Thin film interferometry is a powerful technique for non-invasively measuring liquid film thickness with applications in ophthalmology, but its clinical translation is hindered by the challenges in reconstructing thickness profiles from interference patterns - an ill-posed inverse problem complicated by phase periodicity, imaging noise and ambient artifacts. Traditional reconstruction methods are either computationally intensive, sensitive to noise, or require manual expert analysis, which is impractical for real-time diagnostics. To address this challenge, here we present a vision transformer-based approach for real-time inference of thin liquid film thickness profiles directly from isolated interferograms. Trained on a hybrid dataset combining physiologically-relevant synthetic and experimental tear film data, our model leverages long-range spatial correlations to resolve phase ambiguities and reconstruct temporally coherent thickness profiles in a single forward pass from dynamic interferograms acquired in vivo and ex vivo. The network demonstrates state-of-the-art performance on noisy, rapidly-evolving films with motion artifacts, overcoming limitations of conventional phase-unwrapping and iterative fitting methods.

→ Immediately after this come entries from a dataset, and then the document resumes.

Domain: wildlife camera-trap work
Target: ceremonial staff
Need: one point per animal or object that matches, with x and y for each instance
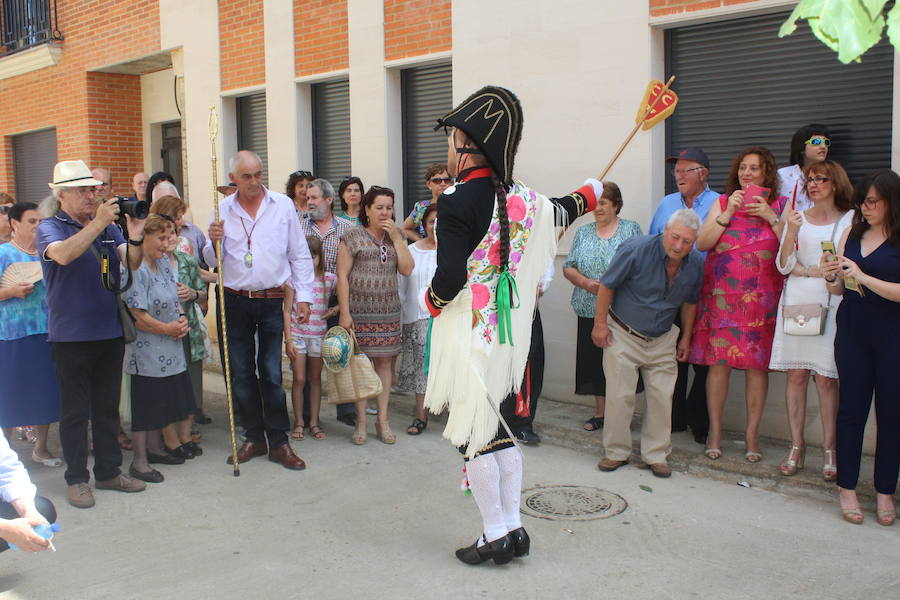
(220, 286)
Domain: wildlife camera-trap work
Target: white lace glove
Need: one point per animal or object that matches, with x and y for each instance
(596, 184)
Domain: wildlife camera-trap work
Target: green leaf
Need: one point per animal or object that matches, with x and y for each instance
(849, 27)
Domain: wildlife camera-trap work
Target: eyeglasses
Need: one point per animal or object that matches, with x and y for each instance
(677, 172)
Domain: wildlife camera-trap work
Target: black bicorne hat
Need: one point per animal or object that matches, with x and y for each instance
(492, 118)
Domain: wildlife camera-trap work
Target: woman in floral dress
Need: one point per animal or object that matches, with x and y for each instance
(741, 287)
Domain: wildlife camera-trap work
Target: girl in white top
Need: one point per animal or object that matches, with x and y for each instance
(415, 319)
(809, 145)
(830, 191)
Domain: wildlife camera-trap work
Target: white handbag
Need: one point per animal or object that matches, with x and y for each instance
(805, 319)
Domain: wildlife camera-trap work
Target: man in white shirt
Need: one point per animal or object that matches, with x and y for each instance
(262, 250)
(20, 509)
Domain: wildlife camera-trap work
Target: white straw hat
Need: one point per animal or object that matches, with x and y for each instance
(72, 173)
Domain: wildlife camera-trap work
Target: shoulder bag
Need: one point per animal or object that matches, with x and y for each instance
(806, 319)
(357, 382)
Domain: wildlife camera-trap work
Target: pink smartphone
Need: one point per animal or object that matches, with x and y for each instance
(756, 190)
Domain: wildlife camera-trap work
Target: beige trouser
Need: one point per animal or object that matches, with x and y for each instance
(656, 362)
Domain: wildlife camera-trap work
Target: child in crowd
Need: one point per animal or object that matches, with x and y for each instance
(305, 340)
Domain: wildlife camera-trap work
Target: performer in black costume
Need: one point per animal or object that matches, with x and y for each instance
(496, 238)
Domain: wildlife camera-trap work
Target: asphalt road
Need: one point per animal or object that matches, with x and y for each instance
(382, 521)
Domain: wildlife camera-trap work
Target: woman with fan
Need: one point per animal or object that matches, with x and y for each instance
(30, 395)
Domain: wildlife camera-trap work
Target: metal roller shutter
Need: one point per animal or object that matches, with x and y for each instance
(331, 132)
(427, 93)
(34, 156)
(740, 85)
(251, 111)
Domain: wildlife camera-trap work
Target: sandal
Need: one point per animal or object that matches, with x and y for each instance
(383, 429)
(417, 427)
(593, 424)
(124, 441)
(713, 453)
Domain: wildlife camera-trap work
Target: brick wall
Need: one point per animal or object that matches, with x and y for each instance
(97, 116)
(320, 36)
(416, 27)
(660, 8)
(242, 48)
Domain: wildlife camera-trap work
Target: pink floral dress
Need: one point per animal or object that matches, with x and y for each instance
(739, 299)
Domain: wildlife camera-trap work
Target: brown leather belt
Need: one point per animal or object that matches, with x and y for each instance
(261, 294)
(629, 329)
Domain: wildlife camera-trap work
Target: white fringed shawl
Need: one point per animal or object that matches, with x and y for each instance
(469, 375)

Our data-driven approach enables automated, consistent thickness reconstruction at real-time speeds on consumer hardware, opening new possibilities for continuous monitoring of pre-lens ocular tear films and non-invasive diagnosis of conditions such as the dry eye disease.

Paper Structure

This paper contains 8 sections, 2 figures.

Figures (2)

  • Figure 1: Experimental setup and data generation. ( a) Schematic of the Tear Film Interferometer showing dome light illumination, lens assembly, and camera. ( b) In vivo eye interferogram with reconstructed tear film thickness profile. ( c) Synthetic data generation workflow: synthetically generated thickness profiles are mapped to color interferograms using a reference colormap to generate training interferograms-thickness profile pairs. ( d) Mean thickness distribution in the training set. ( e) Thickness range distribution in the training set.
  • Figure 2: Model performance on experimental and synthetic data. (a) Example in vivo tear film interferogram, predicted thickness profile, and temporal comparison between predicted and ground truth mean thickness. (b) Effect of dataset size on model accuracy, showing RMSE versus synthetic to experiment data split ratios for datasets totaling 5k, 10k, and 25k samples. (c) Influence of transformer model sizes (Tiny–Large) on prediction accuracy as a function of synthetic to experiment data split ratios for a dataset totaling 5k images.